Zarzuty posiadania w celu rozpowszechniania przedmiotów zawierających treści antysemickie usłyszeli dziś 36-letnia kobieta i 25-letni mężczyzna ze sklepu, prowadzonego przez fanatyków Widzewa Łódź. Odpowiedzą także za znieważenie grupy ludności z powodu przynależności narodowej.

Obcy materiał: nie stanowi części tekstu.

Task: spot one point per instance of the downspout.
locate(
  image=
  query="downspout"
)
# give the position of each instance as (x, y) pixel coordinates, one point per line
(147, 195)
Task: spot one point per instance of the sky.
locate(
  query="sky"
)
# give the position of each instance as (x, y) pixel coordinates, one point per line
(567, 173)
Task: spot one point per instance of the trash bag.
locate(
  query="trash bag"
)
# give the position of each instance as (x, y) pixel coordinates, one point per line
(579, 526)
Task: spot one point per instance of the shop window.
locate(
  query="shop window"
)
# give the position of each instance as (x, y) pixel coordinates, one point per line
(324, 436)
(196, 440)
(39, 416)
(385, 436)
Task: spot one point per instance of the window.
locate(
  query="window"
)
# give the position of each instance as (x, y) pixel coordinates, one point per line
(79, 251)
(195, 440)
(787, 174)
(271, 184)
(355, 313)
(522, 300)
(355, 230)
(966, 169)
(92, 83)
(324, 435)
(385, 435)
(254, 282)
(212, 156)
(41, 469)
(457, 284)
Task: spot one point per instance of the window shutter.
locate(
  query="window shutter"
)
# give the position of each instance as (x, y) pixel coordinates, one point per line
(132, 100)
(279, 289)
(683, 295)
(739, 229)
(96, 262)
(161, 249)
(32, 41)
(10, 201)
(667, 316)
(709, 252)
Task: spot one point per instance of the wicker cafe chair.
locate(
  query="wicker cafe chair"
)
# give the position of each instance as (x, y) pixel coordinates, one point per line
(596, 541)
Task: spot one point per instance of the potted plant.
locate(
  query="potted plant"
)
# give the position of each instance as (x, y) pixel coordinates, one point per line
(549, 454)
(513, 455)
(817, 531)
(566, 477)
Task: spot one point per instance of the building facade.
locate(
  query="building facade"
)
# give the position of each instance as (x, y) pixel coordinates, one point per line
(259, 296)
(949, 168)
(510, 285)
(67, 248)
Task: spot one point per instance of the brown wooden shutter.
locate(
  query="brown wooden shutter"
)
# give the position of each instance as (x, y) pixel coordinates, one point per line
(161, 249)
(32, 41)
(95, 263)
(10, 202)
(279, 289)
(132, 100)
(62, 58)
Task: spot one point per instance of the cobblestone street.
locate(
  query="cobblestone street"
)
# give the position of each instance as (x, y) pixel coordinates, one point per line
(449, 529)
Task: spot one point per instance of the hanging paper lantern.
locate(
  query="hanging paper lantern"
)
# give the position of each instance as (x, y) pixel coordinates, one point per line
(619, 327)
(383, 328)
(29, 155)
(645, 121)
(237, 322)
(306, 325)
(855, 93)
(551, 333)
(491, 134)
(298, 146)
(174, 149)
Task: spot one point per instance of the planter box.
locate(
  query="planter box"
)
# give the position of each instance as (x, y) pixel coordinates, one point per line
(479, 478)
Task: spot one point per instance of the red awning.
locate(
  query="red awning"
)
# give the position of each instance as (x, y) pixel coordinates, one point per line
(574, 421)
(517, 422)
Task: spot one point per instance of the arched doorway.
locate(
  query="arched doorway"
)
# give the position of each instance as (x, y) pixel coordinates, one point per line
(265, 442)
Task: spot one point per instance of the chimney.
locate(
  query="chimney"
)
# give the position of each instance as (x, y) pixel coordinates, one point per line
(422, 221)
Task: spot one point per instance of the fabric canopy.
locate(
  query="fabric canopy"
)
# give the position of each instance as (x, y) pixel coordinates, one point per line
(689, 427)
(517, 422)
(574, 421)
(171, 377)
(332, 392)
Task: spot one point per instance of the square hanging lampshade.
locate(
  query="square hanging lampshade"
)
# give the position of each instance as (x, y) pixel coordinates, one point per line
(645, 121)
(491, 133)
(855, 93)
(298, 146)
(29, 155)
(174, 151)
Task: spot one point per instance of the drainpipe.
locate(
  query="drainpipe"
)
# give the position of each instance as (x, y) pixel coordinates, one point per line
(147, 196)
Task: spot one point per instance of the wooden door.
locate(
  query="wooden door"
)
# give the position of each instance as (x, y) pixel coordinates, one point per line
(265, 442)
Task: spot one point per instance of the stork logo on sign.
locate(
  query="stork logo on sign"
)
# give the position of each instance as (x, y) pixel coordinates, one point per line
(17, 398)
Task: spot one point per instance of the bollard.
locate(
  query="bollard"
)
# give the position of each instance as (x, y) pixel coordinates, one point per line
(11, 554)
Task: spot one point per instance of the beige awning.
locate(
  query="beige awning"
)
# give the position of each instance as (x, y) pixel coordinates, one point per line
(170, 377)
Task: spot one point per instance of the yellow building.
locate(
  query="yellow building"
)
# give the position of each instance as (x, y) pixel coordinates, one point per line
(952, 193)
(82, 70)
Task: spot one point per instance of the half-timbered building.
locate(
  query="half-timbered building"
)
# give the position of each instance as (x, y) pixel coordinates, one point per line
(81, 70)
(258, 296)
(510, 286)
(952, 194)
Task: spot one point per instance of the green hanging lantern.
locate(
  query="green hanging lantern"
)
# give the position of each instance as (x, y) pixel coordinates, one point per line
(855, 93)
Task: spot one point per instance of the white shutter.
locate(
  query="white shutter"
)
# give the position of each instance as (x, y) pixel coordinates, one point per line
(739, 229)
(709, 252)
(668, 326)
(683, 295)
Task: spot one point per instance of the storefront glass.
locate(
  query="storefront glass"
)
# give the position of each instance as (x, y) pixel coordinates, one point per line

Podejrzanym grożą 3 lata więzienia i przepadek przedmiotów z antysemickimi hasłami. Poza tym dwoje łodzian ma policyjny dozór i nie może sprzedawać żadnych piłkarskich gadżetów, a mężczyzna, który podejrzany jest także o produkowanie koszulek i szalików z obraźliwą treścią, nie może zajmować się taką działalnością. Prokuratorzy ustalają też, gdzie powstawały przedmioty z antysemickimi hasłami i ile takich gadżetów trafiło na rynek.
Łódzka policja zatrzymała podejrzanych w czwartek po informacji, że w sklepie mogą być sprzedawane koszulki i szaliki z antysemickimi i wulgarnymi hasłami. Sklep jest prowadzony przez fanatyków klubu Widzew Łódź. Podejrzani to sprzedawca i kobieta, upoważniona przez właściciela do zajmowania się sklepem. W piątek podejrzani usłyszeli zarzuty przechowywania przedmiotów, zawierających treści mogące służyć do nawoływania do nienawiści na tle różnic narodowościowych i zarzuty znieważania z powodu przynależności narodowej - poinformował rzecznik łódzkiej Prokuratury Okręgowej Krzysztof Kopania. Przedmioty znalezione w sklepie, a które potwierdzają podejrzenie o popełnieniu przestępstw, zostały zabezpieczone, bo przepisy przewidują obligatoryjny przepadek takich rzeczy - dodał.
Sklep z piłkarskimi gadżetami mieści się bardzo blisko stadionu Widzewa. Placówka sąsiaduje ze sklepem, gdzie można kupić oficjalne koszulki drużyny.